Now, based on this chart alone it really does appear that 34% of the citations in the documents studied came from the Bible. That's because they did. And, without Lutz's explanation of this figure, this chart would seem to support Barton's claim that the Bible, more than any other source, influenced the political thought of the founders.

But let's take a look at Lutz's explanation of that chart:

"…From Table 1 we can see that the biblical tradition is most prominent among the citations. Anyone familiar with the literature will know that most of these citations come from sermons reprinted as pamphlets; hundreds of sermons were reprinted during the era, amounting to at least 10% of all pamphlets published.
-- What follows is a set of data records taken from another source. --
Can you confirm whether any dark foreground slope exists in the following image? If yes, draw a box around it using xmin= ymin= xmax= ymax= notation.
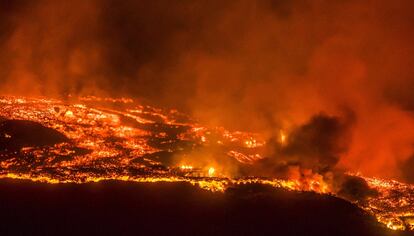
xmin=0 ymin=180 xmax=410 ymax=236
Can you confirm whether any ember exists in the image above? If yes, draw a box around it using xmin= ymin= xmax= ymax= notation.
xmin=0 ymin=97 xmax=414 ymax=229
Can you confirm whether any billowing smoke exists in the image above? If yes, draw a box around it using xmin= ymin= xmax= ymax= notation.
xmin=0 ymin=0 xmax=414 ymax=181
xmin=244 ymin=114 xmax=354 ymax=178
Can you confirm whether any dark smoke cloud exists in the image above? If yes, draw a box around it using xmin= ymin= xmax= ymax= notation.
xmin=247 ymin=114 xmax=354 ymax=177
xmin=276 ymin=114 xmax=353 ymax=172
xmin=0 ymin=0 xmax=414 ymax=180
xmin=338 ymin=176 xmax=378 ymax=201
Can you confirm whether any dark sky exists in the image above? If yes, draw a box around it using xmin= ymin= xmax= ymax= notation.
xmin=0 ymin=0 xmax=414 ymax=180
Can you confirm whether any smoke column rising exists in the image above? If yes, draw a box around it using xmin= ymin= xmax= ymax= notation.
xmin=0 ymin=0 xmax=414 ymax=181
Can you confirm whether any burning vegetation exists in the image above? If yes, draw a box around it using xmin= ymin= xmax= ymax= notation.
xmin=0 ymin=97 xmax=414 ymax=229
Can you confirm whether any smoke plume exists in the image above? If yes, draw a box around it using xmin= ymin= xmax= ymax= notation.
xmin=0 ymin=0 xmax=414 ymax=181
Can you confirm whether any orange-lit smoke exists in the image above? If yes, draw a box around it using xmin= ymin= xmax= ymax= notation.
xmin=0 ymin=0 xmax=414 ymax=181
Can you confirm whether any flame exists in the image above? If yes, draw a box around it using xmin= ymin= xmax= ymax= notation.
xmin=0 ymin=94 xmax=414 ymax=230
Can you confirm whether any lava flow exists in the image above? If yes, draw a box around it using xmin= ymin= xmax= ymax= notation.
xmin=0 ymin=97 xmax=414 ymax=230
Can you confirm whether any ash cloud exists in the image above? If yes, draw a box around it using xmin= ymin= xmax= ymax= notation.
xmin=0 ymin=0 xmax=414 ymax=178
xmin=246 ymin=113 xmax=355 ymax=179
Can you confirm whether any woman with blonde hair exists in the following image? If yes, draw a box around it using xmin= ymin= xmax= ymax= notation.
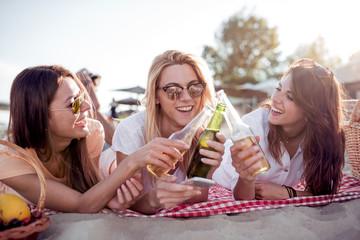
xmin=0 ymin=66 xmax=187 ymax=213
xmin=112 ymin=50 xmax=225 ymax=214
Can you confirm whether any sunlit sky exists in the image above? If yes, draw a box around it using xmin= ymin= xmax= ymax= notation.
xmin=0 ymin=0 xmax=360 ymax=115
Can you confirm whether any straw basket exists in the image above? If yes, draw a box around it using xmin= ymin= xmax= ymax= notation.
xmin=343 ymin=100 xmax=360 ymax=180
xmin=0 ymin=140 xmax=51 ymax=240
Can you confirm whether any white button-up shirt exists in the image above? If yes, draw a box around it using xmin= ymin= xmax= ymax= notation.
xmin=213 ymin=108 xmax=304 ymax=190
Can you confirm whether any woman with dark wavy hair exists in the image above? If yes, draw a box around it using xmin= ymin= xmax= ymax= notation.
xmin=214 ymin=59 xmax=345 ymax=200
xmin=0 ymin=66 xmax=190 ymax=212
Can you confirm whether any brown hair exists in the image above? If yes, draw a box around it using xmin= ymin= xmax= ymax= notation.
xmin=261 ymin=59 xmax=345 ymax=195
xmin=8 ymin=66 xmax=98 ymax=192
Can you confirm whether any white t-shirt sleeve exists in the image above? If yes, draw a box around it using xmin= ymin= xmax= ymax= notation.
xmin=111 ymin=111 xmax=145 ymax=155
xmin=212 ymin=139 xmax=236 ymax=189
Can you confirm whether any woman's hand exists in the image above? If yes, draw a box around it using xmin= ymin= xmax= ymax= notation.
xmin=108 ymin=173 xmax=143 ymax=211
xmin=129 ymin=137 xmax=190 ymax=169
xmin=230 ymin=137 xmax=262 ymax=182
xmin=255 ymin=180 xmax=289 ymax=200
xmin=199 ymin=133 xmax=226 ymax=179
xmin=146 ymin=175 xmax=201 ymax=209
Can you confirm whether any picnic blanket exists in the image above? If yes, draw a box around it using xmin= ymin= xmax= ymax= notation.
xmin=114 ymin=174 xmax=360 ymax=218
xmin=38 ymin=174 xmax=360 ymax=218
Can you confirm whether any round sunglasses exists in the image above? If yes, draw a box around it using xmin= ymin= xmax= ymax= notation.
xmin=158 ymin=83 xmax=206 ymax=100
xmin=50 ymin=91 xmax=85 ymax=115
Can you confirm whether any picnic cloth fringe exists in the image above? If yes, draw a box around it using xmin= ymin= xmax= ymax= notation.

These reprinted sermons accounted for almost three-fourths of the biblical citations…"

So, in other words, about three-quarters of all the Bible citations that make up that 34% came from sermons, a sub-category of just one of the categories of the types of documents used in the study, and "anyone familiar with the literature," as Barton incessantly claims to be, would know that. And this bumps the Bible down into the range of classical influences for all the documents that weren't sermons, and moves the enlightenment and whig influences into the number one and two spots for all the documents that weren't sermons.

But, of all the findings in this study that are omitted by Barton and the other revisionists, none are nearly as important as those found in the section of Lutz's article titled "The Pattern of Citations from 1787 to 1788."

As seen in the first chart, Lutz broke down the number of citations from all sources by decade.

Lutz chart 2

But, in addition to this, he also singled out the writings from 1787 and 1788, the crucial two year period when our government was actually being formed. The revisionists completely omit this part of the study. Why? Because Lutz found hardly any biblical citations during the time that the Constitution was being written and debated in the press, and, on top of that, not a single one of these biblical references were found in any of the federalist writings in support of the Constitution. The only ones he found were used by the anti-federalists to argue against the Constitution.